Block Core Affinity

I just pushed an update to master/next of GNU Radio that allows us to specifically set the affinity of a block to a particular core. We can do this pretty easily because each block is its own thread in the Thread-Per-Block scheduler, so really what we are doing is setting the thread affinity.

The reason to introduce this behavior is to help us start developing an understanding of GNU Radio on many-core machines. For example, we've been contacted by the Parallella project, and this kind of functionality might be crucial to working well on that platform. On most current systems, we can talk about multi-core, which are a small (up to a dozen or two) number of the same types of processors with shared memory and local cache. The OS scheduler probably does a fantastic job with scheduling the threads in this situations, and kernels like Linux have alternative scheduling strategies we can use for specific purposes. But in a many-core system where we have heterogeneous cores and maybe different access to memory transfers or DMA to IO devices, the ability to selectively choose which cores to run on may be more important. Think about a situation where you want your UHD source block to run on the core that has the closest/fastest access to the GigE system. I'm not saying that this will actually work or help in these scenarios, but it's worth it to make this kind of research and experimentation available.

The API for this is pretty straight-forward, and block affinity can be set before and during the flowgraph run.

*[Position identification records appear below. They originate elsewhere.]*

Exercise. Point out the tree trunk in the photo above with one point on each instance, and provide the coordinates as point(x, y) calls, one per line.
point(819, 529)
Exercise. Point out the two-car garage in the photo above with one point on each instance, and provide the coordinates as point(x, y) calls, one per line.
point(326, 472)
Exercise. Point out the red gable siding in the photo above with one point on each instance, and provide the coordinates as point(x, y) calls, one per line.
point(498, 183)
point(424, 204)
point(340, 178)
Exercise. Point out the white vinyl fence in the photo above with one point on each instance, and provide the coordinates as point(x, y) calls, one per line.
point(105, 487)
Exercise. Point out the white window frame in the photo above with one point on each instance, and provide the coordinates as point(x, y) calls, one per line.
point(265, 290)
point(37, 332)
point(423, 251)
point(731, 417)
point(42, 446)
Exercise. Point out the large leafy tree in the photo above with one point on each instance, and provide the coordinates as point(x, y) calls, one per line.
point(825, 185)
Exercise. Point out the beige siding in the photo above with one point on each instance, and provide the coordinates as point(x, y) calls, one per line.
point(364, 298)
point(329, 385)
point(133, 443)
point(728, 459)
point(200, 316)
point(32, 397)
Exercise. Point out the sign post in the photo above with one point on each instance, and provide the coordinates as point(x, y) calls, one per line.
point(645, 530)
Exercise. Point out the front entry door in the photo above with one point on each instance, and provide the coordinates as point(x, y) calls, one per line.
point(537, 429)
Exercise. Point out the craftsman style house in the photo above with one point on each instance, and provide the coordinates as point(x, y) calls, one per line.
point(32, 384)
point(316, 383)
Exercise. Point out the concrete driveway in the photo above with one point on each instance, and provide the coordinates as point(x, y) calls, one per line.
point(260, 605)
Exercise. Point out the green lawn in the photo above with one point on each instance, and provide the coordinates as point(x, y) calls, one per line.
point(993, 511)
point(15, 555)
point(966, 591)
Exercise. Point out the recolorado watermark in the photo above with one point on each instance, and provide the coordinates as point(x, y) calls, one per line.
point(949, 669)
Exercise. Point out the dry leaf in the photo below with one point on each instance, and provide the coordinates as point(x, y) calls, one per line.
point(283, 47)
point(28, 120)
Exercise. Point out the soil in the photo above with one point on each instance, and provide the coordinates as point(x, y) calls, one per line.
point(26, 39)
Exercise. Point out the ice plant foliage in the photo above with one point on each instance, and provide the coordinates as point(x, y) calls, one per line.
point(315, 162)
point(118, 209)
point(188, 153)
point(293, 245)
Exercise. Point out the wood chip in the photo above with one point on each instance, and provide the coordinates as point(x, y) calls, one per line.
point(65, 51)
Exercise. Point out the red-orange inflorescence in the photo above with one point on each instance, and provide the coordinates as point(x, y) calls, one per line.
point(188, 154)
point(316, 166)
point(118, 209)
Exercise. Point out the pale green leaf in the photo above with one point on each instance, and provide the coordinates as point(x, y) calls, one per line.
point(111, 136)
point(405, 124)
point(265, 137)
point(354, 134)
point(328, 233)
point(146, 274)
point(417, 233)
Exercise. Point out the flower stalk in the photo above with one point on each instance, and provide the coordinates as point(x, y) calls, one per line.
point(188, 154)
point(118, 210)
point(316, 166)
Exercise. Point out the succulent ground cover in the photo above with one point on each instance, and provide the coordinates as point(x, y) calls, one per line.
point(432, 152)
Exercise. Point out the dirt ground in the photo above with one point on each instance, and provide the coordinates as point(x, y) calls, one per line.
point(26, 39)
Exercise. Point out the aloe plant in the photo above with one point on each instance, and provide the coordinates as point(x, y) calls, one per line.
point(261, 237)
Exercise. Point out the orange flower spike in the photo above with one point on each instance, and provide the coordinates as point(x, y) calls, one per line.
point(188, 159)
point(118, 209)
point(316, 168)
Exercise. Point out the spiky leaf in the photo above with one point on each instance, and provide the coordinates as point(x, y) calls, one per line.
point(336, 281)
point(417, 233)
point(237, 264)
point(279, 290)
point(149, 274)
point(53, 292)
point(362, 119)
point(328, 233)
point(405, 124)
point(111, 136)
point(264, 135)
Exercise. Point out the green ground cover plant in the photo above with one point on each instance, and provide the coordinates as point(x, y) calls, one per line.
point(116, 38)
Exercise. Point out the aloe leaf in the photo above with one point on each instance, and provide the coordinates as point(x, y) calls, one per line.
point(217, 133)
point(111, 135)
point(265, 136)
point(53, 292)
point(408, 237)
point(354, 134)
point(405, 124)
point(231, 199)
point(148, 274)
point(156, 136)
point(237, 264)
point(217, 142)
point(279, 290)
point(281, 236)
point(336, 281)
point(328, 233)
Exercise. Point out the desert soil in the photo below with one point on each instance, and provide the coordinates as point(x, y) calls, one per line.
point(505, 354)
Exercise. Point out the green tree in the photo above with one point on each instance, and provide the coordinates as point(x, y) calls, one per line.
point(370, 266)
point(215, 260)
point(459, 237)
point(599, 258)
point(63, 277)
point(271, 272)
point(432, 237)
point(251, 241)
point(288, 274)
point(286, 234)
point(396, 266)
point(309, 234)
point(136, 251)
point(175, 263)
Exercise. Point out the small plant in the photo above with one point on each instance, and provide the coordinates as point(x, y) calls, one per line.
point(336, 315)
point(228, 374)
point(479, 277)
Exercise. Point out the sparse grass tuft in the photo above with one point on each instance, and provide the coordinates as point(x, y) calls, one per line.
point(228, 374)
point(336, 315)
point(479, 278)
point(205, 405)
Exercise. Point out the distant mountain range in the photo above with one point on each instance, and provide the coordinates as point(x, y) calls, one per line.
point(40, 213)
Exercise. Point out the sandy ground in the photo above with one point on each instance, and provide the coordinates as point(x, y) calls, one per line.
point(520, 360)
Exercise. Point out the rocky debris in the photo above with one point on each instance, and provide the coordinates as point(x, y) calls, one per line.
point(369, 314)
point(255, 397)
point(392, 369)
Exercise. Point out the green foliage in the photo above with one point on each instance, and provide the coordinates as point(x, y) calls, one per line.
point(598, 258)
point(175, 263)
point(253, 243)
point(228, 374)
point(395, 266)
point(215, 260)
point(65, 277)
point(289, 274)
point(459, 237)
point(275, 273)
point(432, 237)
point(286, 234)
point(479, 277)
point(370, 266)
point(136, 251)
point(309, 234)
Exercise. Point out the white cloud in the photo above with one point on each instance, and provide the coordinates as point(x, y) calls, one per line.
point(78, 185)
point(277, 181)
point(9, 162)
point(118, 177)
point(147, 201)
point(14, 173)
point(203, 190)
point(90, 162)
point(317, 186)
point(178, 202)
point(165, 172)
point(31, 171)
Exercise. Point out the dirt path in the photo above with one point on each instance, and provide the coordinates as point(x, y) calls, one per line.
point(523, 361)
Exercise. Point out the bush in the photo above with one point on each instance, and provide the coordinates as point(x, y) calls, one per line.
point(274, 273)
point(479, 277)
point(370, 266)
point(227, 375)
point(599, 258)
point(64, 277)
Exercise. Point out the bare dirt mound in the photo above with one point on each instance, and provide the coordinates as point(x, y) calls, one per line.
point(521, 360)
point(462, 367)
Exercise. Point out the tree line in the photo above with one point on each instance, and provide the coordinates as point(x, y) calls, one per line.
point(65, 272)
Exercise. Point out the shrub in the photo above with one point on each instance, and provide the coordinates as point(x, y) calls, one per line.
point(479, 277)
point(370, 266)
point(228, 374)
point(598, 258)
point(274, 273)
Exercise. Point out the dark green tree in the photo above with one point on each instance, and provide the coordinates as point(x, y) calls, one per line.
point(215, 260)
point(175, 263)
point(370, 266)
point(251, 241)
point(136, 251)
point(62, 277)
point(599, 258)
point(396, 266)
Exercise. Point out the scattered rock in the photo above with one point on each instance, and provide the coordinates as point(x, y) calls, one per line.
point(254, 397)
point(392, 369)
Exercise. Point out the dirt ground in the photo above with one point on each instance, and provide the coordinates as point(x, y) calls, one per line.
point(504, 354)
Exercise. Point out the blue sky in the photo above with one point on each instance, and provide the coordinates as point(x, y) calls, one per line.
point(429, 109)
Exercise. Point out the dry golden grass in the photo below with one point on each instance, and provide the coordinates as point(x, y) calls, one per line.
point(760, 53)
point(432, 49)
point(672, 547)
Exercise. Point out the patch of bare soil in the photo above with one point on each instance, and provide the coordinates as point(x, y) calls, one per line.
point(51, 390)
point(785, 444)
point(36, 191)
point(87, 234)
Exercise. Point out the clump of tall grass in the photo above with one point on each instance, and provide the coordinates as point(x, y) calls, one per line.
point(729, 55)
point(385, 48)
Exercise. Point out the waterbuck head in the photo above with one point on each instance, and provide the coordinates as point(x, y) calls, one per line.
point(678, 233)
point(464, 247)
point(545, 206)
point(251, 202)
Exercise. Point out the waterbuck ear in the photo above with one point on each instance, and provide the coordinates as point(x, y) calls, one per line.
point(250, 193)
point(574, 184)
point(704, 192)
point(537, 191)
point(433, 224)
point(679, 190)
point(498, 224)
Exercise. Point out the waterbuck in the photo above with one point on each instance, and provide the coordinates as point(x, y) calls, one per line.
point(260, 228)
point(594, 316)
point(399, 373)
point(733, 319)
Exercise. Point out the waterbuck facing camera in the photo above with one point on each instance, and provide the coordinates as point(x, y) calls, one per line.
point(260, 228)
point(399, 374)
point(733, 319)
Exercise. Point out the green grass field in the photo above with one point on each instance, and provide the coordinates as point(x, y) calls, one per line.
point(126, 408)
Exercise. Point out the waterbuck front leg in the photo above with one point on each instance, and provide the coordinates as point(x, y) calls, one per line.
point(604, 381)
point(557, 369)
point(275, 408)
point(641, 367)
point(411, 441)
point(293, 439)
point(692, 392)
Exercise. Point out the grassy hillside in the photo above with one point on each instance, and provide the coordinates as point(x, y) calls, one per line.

On a given block, you just call the function 'set_processor_affinity()'.

Notice that the function takes a list (a Python list or a C++ vector of ints), so you can set the affinity to a group of cores if you want. There's an example of how to use this in gnuradio-core/src/examples/mp-sched/affinity_set.py. When you run it, watch your CPU usage monitor(s). This runs two gigantic filters that are designed to take up most of a core, one is set to core 0 and the other is set to either core 0 or 1. As long as at least 1 of the cores specified is present, the system will just use that, so this example will run even on single-core machines (but I have not tested this behavior in Windows). On systems with 2 or more cores, core 0 will be largely taken up by the first filter. The second filter could use core 0, but will likely be scheduled to use core 1.

One thing to note: this is not fully cross-platform. Setting thread affinity seems to be a delicate subject and not fully supported. In fact, the pthread library call pthread_setaffinity_np has that suffix 'np' to specify that it is implicitly non-portable. The GNU Radio Utilities and Etc. Library (GRUEL) has been updated to provide abstracted calls for the different OSes that we support for this. Right now, we have Linux and Windows support. I tried to get OSX support, but their API isn't exactly what we are looking for (they are interested in sharing cache lines, not specifically tying a thread to a core). So until things change, our GRUEL thread affinity calls in OSX are nops.

In the Doxygen manual, look for the Related Pages page named 'Block Thread Affinity' for more details.